During the Early Pleistocene, another anguid lived on Meda Grande, one of the Medas Islands along the coast of northeastern Spain. This anguid, named Ragesaurus medasensis by Bailon and Augé (2012), is currently known only from its type locality. The taxonomic affinities of this taxon have not been thoroughly assessed yet, due also to the fact that it is represented only by an isolated dentary, but Čerňanský et al. (2016b) noted similarities between Ragesaurus and Ophisauromimus from the Oligocene of France and Germany. If this affinity is confirmed by further studies, Ragesaurus might represent the last, relict occurrence of a lineage of anguids present in Europe since at least the late Paleogene. Another new taxon might be represented by an isolated parietal from Gratkorn (late middle Miocene of Austria), attributed by Böhme and Vasilyan (2014) to O. spinari but clearly displaying a very different morphology (Klembara and Rummel 2018). A possible new anguid species, not linked to the above mentioned ones, is also reported from Sandelzhausen (MN 5) by Böhme (2010). Due to the very fragmentary nature of the specimens representing it, this species was left unnamed, even if similarities with Ophisaurus were highlighted.

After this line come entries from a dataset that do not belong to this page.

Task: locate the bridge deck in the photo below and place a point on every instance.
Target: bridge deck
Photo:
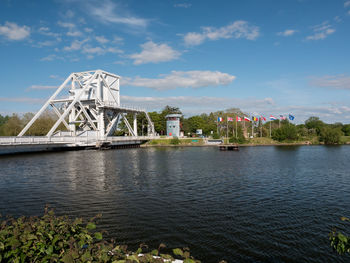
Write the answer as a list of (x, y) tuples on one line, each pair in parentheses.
[(70, 140)]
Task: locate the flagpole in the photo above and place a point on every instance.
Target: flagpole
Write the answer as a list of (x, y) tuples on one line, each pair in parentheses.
[(236, 127), (226, 128)]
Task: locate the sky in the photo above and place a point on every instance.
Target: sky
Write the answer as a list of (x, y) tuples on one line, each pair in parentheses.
[(264, 57)]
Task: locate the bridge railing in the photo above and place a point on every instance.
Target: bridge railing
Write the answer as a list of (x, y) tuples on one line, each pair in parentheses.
[(74, 140)]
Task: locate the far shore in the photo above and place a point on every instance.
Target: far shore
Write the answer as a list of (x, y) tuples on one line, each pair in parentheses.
[(199, 142)]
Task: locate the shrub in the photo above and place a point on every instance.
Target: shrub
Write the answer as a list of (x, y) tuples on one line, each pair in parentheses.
[(339, 241), (175, 141), (330, 136), (239, 139), (59, 239), (286, 132)]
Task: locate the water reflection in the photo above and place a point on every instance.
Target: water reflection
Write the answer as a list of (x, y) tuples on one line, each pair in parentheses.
[(255, 205)]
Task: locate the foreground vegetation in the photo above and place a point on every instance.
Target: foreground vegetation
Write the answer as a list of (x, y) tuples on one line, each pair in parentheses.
[(52, 238), (340, 242), (313, 131)]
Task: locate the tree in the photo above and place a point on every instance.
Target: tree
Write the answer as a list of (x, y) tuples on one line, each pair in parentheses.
[(286, 132), (346, 129), (314, 123), (13, 126), (339, 241), (330, 136)]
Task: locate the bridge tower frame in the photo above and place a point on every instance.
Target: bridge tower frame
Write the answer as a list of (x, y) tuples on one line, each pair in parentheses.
[(93, 106)]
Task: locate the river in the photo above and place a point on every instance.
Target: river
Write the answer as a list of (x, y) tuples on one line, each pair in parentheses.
[(260, 204)]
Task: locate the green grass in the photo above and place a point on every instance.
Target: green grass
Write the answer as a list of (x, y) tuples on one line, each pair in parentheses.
[(171, 141)]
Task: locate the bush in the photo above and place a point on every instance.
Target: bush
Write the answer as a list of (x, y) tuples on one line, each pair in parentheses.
[(339, 241), (287, 132), (239, 139), (58, 239), (330, 136), (175, 141)]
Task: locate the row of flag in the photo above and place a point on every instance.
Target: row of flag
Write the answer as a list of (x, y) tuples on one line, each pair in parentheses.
[(262, 118)]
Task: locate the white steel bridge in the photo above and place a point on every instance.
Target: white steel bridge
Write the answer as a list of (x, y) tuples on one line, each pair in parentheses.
[(90, 115)]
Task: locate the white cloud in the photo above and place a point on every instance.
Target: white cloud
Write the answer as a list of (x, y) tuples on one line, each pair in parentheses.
[(12, 31), (72, 29), (109, 12), (237, 29), (69, 14), (48, 43), (88, 30), (100, 51), (287, 32), (75, 45), (183, 5), (93, 50), (154, 53), (40, 87), (117, 40), (51, 57), (182, 79), (321, 31), (46, 31), (332, 81), (74, 33), (101, 39), (23, 100), (66, 25)]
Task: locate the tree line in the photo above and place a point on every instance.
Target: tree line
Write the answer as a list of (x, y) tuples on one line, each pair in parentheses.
[(313, 129)]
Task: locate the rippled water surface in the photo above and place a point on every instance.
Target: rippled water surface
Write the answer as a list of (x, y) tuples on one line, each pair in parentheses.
[(261, 204)]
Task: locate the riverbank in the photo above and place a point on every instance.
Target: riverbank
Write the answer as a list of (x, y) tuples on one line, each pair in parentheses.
[(199, 142)]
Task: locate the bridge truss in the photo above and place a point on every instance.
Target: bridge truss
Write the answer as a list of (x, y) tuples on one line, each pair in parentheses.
[(92, 108)]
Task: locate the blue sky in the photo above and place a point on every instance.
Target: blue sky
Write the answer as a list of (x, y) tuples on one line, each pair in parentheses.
[(265, 57)]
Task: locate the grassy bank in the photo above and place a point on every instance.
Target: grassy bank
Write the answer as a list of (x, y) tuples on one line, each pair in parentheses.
[(176, 142), (312, 140), (51, 238)]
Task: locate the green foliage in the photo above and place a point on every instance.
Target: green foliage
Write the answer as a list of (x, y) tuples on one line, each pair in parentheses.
[(58, 239), (240, 137), (340, 242), (175, 141), (314, 123), (330, 136), (346, 129), (287, 132), (12, 126)]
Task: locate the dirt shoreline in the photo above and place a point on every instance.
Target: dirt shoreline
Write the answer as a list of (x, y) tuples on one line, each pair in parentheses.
[(217, 145)]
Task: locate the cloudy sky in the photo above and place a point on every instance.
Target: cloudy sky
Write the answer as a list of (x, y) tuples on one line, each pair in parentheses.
[(265, 57)]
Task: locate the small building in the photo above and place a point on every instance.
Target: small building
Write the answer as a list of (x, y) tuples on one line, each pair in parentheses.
[(173, 125)]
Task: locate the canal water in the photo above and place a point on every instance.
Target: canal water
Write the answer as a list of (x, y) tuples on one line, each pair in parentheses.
[(261, 204)]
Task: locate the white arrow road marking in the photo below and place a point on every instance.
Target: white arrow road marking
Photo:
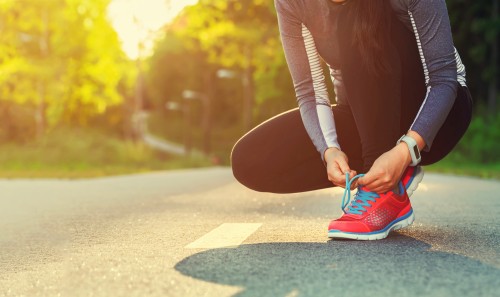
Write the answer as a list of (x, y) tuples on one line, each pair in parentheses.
[(226, 235)]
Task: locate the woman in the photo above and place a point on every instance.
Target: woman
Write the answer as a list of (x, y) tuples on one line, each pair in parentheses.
[(402, 101)]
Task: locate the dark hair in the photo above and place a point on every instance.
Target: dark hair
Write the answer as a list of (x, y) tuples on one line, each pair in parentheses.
[(371, 30)]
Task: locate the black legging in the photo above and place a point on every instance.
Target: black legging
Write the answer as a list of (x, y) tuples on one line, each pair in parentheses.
[(278, 156)]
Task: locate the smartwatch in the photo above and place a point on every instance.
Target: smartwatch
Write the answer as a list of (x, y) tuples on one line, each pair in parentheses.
[(413, 147)]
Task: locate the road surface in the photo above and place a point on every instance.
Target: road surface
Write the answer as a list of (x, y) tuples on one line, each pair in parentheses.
[(200, 233)]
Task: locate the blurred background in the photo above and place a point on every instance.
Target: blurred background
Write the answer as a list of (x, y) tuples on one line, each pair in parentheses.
[(101, 87)]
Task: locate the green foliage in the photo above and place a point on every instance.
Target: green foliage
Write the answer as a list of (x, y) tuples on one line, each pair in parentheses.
[(475, 30), (60, 58), (481, 142), (75, 153)]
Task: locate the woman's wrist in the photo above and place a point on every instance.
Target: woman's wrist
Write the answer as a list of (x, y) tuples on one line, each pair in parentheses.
[(330, 153)]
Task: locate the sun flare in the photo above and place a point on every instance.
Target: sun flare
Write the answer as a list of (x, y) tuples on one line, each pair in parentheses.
[(137, 21)]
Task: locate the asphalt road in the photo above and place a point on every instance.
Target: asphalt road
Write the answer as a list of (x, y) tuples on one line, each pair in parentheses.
[(129, 236)]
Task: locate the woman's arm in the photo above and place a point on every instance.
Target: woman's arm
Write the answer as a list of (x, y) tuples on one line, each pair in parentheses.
[(307, 75), (431, 26), (311, 92)]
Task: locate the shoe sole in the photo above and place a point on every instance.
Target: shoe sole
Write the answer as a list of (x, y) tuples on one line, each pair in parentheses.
[(397, 224), (415, 181)]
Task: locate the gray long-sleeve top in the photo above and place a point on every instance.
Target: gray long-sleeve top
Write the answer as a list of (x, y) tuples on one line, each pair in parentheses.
[(307, 33)]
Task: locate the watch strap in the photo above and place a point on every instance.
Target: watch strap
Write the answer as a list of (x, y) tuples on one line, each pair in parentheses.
[(413, 148)]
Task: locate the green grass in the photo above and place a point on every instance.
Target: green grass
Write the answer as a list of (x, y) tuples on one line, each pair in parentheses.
[(81, 153), (455, 164)]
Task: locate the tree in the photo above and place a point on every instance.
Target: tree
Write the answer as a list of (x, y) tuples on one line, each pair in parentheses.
[(60, 57)]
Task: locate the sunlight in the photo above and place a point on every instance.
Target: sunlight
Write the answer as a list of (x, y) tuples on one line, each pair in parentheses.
[(138, 21)]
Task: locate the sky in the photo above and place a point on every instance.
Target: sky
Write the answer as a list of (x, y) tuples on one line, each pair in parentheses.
[(138, 20)]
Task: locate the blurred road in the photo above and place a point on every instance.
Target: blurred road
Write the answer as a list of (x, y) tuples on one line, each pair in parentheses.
[(166, 234)]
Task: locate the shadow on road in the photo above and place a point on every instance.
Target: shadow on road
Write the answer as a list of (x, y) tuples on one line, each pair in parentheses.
[(397, 266)]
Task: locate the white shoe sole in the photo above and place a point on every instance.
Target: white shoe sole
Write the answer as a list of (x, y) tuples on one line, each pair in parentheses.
[(416, 181), (395, 225)]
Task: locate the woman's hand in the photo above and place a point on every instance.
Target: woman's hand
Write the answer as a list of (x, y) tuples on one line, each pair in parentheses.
[(337, 166), (387, 170)]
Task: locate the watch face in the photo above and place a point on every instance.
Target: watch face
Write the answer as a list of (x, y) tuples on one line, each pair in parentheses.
[(417, 153)]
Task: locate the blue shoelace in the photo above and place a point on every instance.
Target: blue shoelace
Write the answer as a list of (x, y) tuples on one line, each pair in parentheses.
[(360, 201)]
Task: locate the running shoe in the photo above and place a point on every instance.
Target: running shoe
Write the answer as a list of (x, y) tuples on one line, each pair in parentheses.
[(411, 178), (371, 216)]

All the previously mentioned anguid genera are members of the subfamily Anguinae, which clearly represents the great majority of anguid occurrences in Europe from the Neogene onwards. However, Anguinae might not be the only anguid subfamily to have been represented on the continent during the Miocene. Indeed, Böhme and Ilg (2003) listed members of the anguid subfamily Glyptosaurinae from Dolnice in Czech Republic (MN 4), Sandelzhausen in Germany (MN 5) and, with doubt, Mühlrüti Pt. 806 in Switzerland (MN 6). Glyptosaurs from Sandelzhausen have been previously mentioned as indeterminate Glyptosaurini by Böhme (1999a), whereas those from Dolnice are attributed to Melanosaurini by Böhme and Ilg. In his paper on the fossil lizards coming from Dolnice, Roček (1984) mentioned cf. Xestops sp. This attribution was based on a comparison with the material of Xestops weigelti (now Placosauriops weigelti; Augé and Sullivan 2006) from the middle Eocene of Geiseltal. Placosauriops is a member of the tribe Melanosaurini and therefore, the fossil material described by Roček might correspond to the indeterminate member of the tribe mentioned by Böhme and Ilg. Rather interesting, but at the same time rather doubtful, is the possible occurrence of an indeterminate member of the subfamily Gerrhonotinae from Vračević in Serbia (MN 7 + 8; Jovanović et al. 2002). Gerrhonotine lizards, both extinct and extant species, are currently known only from North and Central America (Estes 1983; Böhme and Ilg 2003; Vitt and Caldwell 2009) and, given the general absence of other fossils of this subfamily from either Europe or other nearby countries, the Serbian occurrence is highly unlikely. However, given that the material mentioned by Jovanović and colleagues is neither described nor figured, this cannot be evaluated from their paper alone.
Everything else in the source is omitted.